The optimised variable is the network-specific leakage constant \(K_f\), while \(L_{rlf}\) means the real-life, and \(L_{mdl}\) means the actual modelled leakage water loss of a network. The value of \(L_{rlf}\) is determined by the acoustical analysis of 353 kilometres of the pipeline by the utility company. That is, the \(L_{rlf}\) water losses includes only the leakages caused by the damages, while other type of NRW is not considered. The optimisation will stop, if the difference between \(L_{rlf}\) and \(L_{mdl}\) decrease below 1%. The achieved leakage constants can be seen in Table 1.

2.4 Network Representation

Since the leakages in the network depend on the local pressure, the optimisation of pressure management can decrease the amount of water loss.
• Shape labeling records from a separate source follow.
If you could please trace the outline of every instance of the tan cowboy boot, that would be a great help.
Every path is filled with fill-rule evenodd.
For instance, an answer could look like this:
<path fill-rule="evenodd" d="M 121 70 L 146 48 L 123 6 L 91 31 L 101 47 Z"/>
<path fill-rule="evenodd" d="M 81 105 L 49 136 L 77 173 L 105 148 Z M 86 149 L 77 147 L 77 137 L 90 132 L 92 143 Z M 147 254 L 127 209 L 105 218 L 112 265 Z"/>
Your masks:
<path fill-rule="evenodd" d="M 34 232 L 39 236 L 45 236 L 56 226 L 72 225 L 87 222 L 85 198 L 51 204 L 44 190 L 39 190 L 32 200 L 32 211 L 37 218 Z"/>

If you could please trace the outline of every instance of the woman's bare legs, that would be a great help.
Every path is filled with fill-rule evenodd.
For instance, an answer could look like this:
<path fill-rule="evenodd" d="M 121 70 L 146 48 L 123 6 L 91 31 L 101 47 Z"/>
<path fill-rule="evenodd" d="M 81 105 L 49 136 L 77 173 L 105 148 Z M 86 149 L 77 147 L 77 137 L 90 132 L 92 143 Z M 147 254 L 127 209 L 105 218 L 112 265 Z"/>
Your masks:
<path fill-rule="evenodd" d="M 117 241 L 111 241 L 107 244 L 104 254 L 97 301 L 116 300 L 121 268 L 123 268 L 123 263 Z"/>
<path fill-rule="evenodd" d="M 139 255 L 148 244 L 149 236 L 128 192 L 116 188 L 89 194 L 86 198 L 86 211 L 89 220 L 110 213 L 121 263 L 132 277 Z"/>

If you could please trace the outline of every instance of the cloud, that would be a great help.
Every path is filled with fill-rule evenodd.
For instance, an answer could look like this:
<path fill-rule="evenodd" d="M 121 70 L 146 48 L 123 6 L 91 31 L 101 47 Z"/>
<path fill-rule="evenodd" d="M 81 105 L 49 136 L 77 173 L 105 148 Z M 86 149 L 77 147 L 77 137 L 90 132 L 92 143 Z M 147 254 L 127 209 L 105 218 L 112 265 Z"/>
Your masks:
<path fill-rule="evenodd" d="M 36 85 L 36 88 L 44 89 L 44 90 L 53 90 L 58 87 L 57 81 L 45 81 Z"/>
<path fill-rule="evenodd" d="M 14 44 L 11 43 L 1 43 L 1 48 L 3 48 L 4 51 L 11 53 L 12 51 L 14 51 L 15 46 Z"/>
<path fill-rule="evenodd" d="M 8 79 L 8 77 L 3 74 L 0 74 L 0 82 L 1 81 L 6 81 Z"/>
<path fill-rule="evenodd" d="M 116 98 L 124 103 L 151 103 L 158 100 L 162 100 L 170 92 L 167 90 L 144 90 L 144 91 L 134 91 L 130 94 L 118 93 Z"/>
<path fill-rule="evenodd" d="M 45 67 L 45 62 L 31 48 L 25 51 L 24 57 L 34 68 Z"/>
To reach this goal, a pressure-based representation is created to describe the behaviour of a WDN in graph form. A WDN is represented as an undirected graph, with nodal weights of

$$\begin{aligned} w_n^i = \frac{p_i}{p_{max}}, \end{aligned}$$
(3)

where \(w_n^i\) means the weight of i-th vertex, and \(p_i\) is the pressure of i-th node and \(p_{max}\) is the pressure maximum in the network. While the weight of edges is defined as

$$\begin{aligned} w_e^i=\frac{ |p_{beginning}-p_{end} |}{\Delta _{max}} \end{aligned}$$
(4)

where \(w_e^i\) stands for the weight of the i-th edge and \(p_{beginning}\) and \(p_{end}\) means the pressure at the start and end node of this edge. At last, \(\Delta _{max}\) is the maximal edge specific pressure difference in the network.

2.5 Community Detection

During the last two decades, the appearance of social media and the rapid expansion of network theory led to new, efficient cluster detecting algorithms (Barabási and Albert 1999), such as (Leiden Traag et al. 2019) or Louvain (Blondel et al. 2008) algorithms. These techniques can identify communities in a network with similar parameters, like users of social media with a similar taste for music, food or political preferences. They ca be also used for detecting pressure zones automatically (Creaco et al. 2019). To reach this goal, the algorithms are minimising the modularity (Newman and Girvan 2004) of a graph, which is formulated by Clauset et al. (2004) as

$$\begin{aligned} Q = \frac{1}{2m} \sum _{vm} \left( A_{vw}-\frac{k_v k_w}{2 m}\right) \delta \left( c_v,c_w\right) , \end{aligned}$$
(5)

where Q is the modularity, m is the number of edges in the network. While \(A_{vw}\) is the relevant element of the adjacency matrix, while \(k_v\) and \(k_w\) is the degree of node v and w. Furthermore, \(c_v\) is the community where vertex v, and \(c_w\) is the community where vertex w belongs. At last \(\delta\) is a function which equals 1 if \(c_v = c_w\) in every other case it is 0. This paper applies a new form of modularity (Traag et al. 2019)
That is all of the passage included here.